Requisitos legais da prisão preventiva: e a gravidade do crime?
Por Mariana Py Muniz Cappellari
De acordo com Giacomolli (2015), além dos seguintes pressupostos: prática de crime doloso, cominação de prisão máxima superior a quatro anos, descabimento da liberdade provisória e insuficiência das medidas cautelares menos gravosas; exige-se a presença de requisitos específicos à prisão preventiva, quais sejam: fumus commissi delicti, suficiência indiciária de autoria, periculum libertatis, garantia da ordem pública, garantia da ordem econômica, conveniência da instrução criminal e assegurar a aplicação da lei penal.

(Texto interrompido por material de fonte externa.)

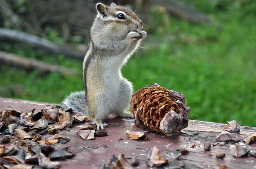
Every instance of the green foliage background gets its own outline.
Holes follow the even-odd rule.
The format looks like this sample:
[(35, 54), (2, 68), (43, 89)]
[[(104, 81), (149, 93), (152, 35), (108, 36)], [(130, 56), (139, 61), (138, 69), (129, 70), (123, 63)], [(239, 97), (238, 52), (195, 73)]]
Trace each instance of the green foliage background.
[[(149, 9), (145, 48), (123, 68), (123, 76), (132, 82), (134, 91), (154, 82), (182, 93), (191, 107), (191, 119), (236, 119), (240, 125), (256, 127), (256, 2), (183, 1), (218, 23), (192, 24), (169, 16), (160, 7)], [(64, 41), (56, 30), (49, 32), (49, 39)], [(71, 91), (83, 90), (81, 61), (18, 43), (1, 45), (0, 49), (77, 70), (73, 76), (42, 74), (1, 64), (1, 97), (59, 103)]]

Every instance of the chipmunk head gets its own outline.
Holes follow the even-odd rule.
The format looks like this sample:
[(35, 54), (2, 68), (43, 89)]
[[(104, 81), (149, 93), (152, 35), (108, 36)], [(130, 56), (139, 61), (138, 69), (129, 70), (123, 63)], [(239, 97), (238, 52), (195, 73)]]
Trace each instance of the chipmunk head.
[(91, 38), (94, 42), (99, 38), (107, 39), (124, 39), (131, 31), (143, 27), (142, 21), (134, 12), (114, 3), (110, 6), (102, 3), (96, 5), (98, 14), (91, 29)]

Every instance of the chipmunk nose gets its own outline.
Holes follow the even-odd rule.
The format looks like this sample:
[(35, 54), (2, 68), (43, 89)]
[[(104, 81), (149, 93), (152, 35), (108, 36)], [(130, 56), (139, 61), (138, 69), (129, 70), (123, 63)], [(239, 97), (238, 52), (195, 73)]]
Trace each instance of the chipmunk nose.
[(141, 21), (138, 22), (138, 25), (137, 26), (138, 29), (142, 29), (143, 28), (143, 23)]

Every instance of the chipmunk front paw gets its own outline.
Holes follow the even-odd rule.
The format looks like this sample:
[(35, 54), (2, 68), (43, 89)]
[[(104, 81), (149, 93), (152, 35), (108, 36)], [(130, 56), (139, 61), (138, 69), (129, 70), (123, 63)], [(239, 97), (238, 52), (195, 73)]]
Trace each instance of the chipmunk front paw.
[(128, 38), (134, 41), (140, 39), (140, 34), (137, 31), (131, 31), (127, 34), (127, 37)]
[(127, 34), (127, 37), (135, 41), (145, 38), (147, 36), (147, 32), (145, 31), (131, 31)]
[(147, 36), (148, 34), (145, 31), (141, 31), (139, 32), (140, 34), (140, 36), (141, 37), (141, 39), (144, 39)]

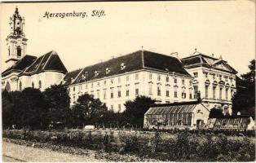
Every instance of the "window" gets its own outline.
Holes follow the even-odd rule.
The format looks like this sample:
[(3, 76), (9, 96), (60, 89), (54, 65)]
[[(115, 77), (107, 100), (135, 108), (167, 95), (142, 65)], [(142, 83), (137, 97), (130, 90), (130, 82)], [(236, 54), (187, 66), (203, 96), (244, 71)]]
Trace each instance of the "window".
[(126, 67), (126, 65), (125, 64), (125, 63), (121, 63), (121, 70), (125, 69)]
[(223, 88), (219, 88), (219, 99), (223, 99)]
[(169, 97), (170, 96), (170, 95), (169, 95), (169, 89), (168, 89), (168, 87), (166, 87), (166, 97)]
[(183, 85), (185, 84), (185, 80), (184, 80), (184, 79), (182, 80), (182, 84), (183, 84)]
[(113, 88), (110, 88), (110, 98), (113, 99), (114, 97)]
[(194, 99), (197, 99), (198, 98), (198, 86), (194, 86)]
[(129, 86), (126, 86), (126, 96), (129, 96)]
[(97, 90), (97, 97), (98, 99), (99, 99), (99, 90)]
[(121, 111), (121, 104), (118, 104), (118, 112)]
[(95, 71), (95, 77), (97, 77), (99, 75), (99, 72), (98, 71)]
[(94, 91), (94, 90), (91, 90), (91, 91), (90, 91), (90, 95), (91, 95), (91, 96), (94, 98), (94, 97), (95, 97), (95, 91)]
[(139, 88), (135, 89), (135, 95), (139, 95)]
[(20, 82), (20, 90), (22, 90), (22, 82)]
[(121, 97), (121, 87), (118, 87), (117, 97)]
[(161, 88), (160, 88), (160, 86), (157, 86), (157, 95), (161, 96)]
[(198, 77), (198, 73), (194, 73), (194, 77)]
[(208, 77), (208, 73), (204, 73), (205, 77)]
[(208, 86), (205, 86), (205, 99), (208, 99)]
[(135, 85), (135, 95), (139, 95), (139, 86), (138, 86), (138, 84)]
[(11, 55), (10, 46), (8, 46), (8, 54), (9, 54), (9, 56), (10, 56), (10, 55)]
[(177, 78), (174, 78), (174, 83), (177, 83)]
[(178, 92), (177, 92), (177, 89), (174, 89), (174, 98), (178, 97)]
[(139, 73), (136, 73), (135, 74), (135, 80), (138, 80), (139, 79)]
[(225, 77), (225, 82), (227, 82), (227, 77)]
[(107, 99), (107, 90), (103, 90), (103, 99)]
[(216, 87), (213, 87), (213, 99), (214, 99), (216, 98)]
[(21, 48), (20, 48), (20, 46), (17, 47), (17, 56), (18, 57), (21, 56)]
[(106, 68), (106, 74), (108, 74), (110, 73), (110, 68)]
[(78, 86), (78, 90), (82, 90), (82, 85), (80, 85), (80, 86)]
[(184, 90), (184, 89), (183, 89), (183, 92), (181, 93), (181, 97), (182, 97), (183, 99), (186, 99), (186, 92), (185, 92), (185, 90)]
[(149, 78), (149, 80), (152, 80), (152, 73), (149, 73), (148, 78)]
[(149, 86), (148, 86), (148, 94), (150, 95), (153, 95), (152, 94), (152, 84), (149, 84)]

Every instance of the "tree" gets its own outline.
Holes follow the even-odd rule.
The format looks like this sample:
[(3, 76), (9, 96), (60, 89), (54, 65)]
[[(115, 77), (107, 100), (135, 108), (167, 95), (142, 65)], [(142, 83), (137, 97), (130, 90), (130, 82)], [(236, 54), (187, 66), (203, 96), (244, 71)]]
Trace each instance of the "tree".
[(66, 125), (70, 115), (70, 97), (67, 88), (62, 85), (52, 85), (45, 90), (43, 95), (48, 108), (48, 123), (60, 122)]
[(72, 109), (73, 123), (77, 126), (98, 125), (107, 110), (106, 105), (99, 99), (95, 99), (92, 95), (84, 94), (78, 97)]
[(241, 75), (237, 82), (236, 94), (232, 98), (233, 113), (241, 112), (242, 115), (255, 117), (255, 59), (250, 61), (249, 72)]
[(4, 90), (2, 93), (2, 127), (9, 128), (12, 125), (18, 124), (19, 112), (17, 103), (21, 96), (21, 92), (8, 92)]
[(134, 101), (126, 101), (124, 118), (133, 126), (143, 126), (144, 114), (155, 102), (156, 100), (147, 96), (137, 96)]

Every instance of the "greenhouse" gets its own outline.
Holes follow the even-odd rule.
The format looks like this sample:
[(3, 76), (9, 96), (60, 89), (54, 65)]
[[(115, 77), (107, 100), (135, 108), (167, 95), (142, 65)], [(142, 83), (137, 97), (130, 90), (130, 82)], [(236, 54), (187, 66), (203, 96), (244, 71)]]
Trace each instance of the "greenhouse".
[(144, 128), (205, 128), (209, 113), (207, 108), (198, 101), (157, 104), (144, 114)]

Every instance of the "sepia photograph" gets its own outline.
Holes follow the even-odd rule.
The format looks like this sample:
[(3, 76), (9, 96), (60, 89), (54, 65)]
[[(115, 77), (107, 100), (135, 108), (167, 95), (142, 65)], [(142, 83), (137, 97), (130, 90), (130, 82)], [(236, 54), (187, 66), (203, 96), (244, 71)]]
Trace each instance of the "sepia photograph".
[(255, 161), (255, 1), (0, 3), (2, 162)]

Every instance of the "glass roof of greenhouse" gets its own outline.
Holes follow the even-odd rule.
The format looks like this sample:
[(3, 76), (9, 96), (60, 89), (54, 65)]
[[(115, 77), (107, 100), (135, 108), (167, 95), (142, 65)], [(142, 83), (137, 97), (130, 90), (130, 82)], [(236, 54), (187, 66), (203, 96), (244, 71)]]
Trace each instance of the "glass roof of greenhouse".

No que tange, portanto, ao fumus commissi delicti, deixa claro o referido autor a necessidade de se demonstrar o cometimento de um delito, através da verificação da existência de um fato que tenha forte aparência de tipicidade, ilicitude e culpabilidade, para além da alta probabilidade de diante esse mesmo fato ter-se a aplicação de uma sanção criminal, pois se exige nesse ponto a aproximação de uma certeza, embora não plena de condenação. Do contrário, a utilização da prisão se demonstra como mera antecipação de punição, a qual, por certo, ao final, sequer tão gravosa o será ou existirá.

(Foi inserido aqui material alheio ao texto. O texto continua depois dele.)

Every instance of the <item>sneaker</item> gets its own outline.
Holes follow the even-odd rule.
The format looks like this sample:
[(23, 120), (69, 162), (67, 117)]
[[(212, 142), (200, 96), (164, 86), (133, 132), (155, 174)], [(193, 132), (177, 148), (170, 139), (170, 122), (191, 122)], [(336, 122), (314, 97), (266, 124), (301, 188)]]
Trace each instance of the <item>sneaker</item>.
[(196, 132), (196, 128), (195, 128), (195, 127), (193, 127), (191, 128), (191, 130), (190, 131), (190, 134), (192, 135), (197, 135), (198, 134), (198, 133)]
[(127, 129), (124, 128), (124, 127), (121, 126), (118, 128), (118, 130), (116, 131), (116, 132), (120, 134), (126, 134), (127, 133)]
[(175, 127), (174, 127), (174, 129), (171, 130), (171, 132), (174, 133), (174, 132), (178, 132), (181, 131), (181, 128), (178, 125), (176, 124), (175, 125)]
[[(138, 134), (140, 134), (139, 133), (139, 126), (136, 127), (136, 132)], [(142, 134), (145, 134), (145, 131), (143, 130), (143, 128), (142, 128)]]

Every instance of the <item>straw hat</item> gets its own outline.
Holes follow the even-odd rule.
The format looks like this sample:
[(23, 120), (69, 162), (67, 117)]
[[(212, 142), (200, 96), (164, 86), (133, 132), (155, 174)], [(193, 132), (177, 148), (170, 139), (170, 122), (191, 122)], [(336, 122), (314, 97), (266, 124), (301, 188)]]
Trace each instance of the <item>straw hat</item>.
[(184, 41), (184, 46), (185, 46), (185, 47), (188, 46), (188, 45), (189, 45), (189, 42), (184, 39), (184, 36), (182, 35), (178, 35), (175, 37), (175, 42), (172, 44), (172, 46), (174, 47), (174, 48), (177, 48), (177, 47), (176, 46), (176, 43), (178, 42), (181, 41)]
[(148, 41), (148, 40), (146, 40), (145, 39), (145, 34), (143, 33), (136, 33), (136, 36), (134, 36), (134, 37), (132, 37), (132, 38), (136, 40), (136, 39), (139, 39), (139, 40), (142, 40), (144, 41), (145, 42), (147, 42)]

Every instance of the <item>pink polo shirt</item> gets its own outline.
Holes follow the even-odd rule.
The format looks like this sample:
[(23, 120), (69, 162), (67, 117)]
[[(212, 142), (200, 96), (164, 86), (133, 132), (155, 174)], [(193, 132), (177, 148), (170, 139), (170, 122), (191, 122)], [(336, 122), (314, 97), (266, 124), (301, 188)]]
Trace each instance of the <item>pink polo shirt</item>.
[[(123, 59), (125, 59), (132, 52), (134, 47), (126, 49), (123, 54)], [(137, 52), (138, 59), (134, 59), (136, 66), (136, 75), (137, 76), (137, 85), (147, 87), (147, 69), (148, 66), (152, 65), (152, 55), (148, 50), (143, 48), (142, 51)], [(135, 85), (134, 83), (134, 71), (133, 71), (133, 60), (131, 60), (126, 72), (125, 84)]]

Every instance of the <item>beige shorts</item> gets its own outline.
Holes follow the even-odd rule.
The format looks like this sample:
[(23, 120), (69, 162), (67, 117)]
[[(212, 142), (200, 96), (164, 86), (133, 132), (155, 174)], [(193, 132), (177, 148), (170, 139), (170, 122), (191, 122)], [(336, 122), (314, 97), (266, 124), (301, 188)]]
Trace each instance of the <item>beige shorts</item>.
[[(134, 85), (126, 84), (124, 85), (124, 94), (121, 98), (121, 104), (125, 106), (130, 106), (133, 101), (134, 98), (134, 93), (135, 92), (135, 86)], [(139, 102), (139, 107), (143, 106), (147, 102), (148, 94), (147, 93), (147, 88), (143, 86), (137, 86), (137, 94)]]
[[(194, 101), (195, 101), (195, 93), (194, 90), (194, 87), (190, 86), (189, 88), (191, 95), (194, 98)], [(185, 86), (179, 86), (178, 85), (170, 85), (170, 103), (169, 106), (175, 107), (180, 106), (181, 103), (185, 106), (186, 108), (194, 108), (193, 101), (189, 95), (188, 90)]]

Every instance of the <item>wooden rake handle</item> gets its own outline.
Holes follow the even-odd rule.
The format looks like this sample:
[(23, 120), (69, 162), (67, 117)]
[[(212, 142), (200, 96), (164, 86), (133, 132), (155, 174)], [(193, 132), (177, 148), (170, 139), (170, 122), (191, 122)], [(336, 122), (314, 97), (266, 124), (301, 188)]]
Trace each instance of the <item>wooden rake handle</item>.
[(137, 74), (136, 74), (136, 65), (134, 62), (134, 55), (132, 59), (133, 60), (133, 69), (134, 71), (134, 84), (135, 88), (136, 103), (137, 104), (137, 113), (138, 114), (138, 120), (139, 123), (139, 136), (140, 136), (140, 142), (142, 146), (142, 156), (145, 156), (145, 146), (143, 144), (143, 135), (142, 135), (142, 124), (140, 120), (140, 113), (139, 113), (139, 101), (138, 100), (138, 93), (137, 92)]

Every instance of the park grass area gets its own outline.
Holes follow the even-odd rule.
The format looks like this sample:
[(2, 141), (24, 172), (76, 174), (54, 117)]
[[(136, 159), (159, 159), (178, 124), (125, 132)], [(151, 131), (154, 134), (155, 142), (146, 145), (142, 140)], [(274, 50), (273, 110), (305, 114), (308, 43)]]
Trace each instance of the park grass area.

A suficiência indiciária da autoria, por sua vez, não se contenta com meros indícios, mas requer à apresentação de ‘razões conducentes à afirmação, de forma objetiva, da autoria’ (GIACOMOLLI, 2015). Outrossim, mais interessante nos parece seja delimitar o conteúdo do chamado periculum libertatis, haja vista o título da coluna que pretende dialogar com a gravidade abstrata do delito.
Em sendo assim, continua Giacomolli aduzindo para o fato de que a prisão preventiva é uma prisão cautelar, acautelatória e não um provimento final condenatório, o que não poderia ser diferente, haja vista a excepcionalidade da prisão e o primado constitucional e humano do Estado de Inocência.

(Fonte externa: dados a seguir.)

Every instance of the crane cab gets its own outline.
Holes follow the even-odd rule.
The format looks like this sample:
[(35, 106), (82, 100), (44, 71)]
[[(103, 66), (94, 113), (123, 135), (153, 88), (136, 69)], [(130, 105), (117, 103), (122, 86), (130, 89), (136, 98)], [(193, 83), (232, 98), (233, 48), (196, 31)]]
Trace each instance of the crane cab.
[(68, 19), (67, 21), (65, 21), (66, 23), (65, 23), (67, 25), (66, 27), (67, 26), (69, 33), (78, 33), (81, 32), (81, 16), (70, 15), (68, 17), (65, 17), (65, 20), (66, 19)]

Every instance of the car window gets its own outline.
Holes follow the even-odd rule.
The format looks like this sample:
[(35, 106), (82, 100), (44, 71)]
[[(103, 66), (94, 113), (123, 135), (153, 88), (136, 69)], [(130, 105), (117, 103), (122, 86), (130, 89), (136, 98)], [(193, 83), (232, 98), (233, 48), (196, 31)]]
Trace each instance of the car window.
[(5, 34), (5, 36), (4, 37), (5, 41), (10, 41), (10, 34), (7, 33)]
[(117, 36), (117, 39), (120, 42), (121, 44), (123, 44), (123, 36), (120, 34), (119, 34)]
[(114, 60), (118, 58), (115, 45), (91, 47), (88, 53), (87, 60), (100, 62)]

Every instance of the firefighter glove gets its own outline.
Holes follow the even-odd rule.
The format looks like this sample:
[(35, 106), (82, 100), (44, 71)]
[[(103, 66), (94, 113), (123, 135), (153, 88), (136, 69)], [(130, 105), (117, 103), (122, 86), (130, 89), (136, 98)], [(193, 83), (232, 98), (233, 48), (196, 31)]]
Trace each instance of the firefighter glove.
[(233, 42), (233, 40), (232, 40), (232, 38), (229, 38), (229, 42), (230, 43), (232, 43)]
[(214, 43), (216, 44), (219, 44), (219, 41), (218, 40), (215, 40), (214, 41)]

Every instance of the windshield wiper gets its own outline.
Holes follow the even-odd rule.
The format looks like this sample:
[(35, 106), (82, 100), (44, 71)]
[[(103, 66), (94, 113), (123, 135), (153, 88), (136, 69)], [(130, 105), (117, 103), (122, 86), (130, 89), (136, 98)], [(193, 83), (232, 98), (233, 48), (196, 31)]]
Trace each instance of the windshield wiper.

Dessa forma, quando falamos em necessidade do periculum libertatis, estamos falando que ao momento da sua análise as perspectivas que se devem ter em conta são as do processo, da sua dinâmica procedimental, conforme acentua o referido autor, até sentença final. Ora, se estamos falando em prisão cautelar, logo, estamos falando em acautelamento, do quê? Do desenvolvimento normal do processo e da incidência do ius puniendi.
Assim é que Giacomolli aduz: “Essa é a essência da cautelar, não possuindo funcionalidade desvinculada de sua natureza jurídica (credibilidade institucional; segurança pública; antecipação de tutela penal, substitutiva de políticas públicas etc.).”
Mas, ainda não devemos nos perder diante os requisitos específicos ao decreto de prisão preventiva, os quais exigem exame anteriormente ao seu decreto, por óbvio, pois sequer comentamos o fundamento da chamada garantia da ordem pública. Aqui, então, há sedimentadas críticas acerca da vagueza, imprecisão e indeterminação de um conceito que serve verdadeiramente como um coringa no cotidiano e na práxis judicial. Sem dúvida, afirma Giacomolli que a garantia da ordem pública constitui-se em uma verdadeira psicose na prática judicial, pois colocada em patamar superior aos direitos e garantias do investigado ou processado. Nada que a doutrina da defesa social não possa explicar, por certo.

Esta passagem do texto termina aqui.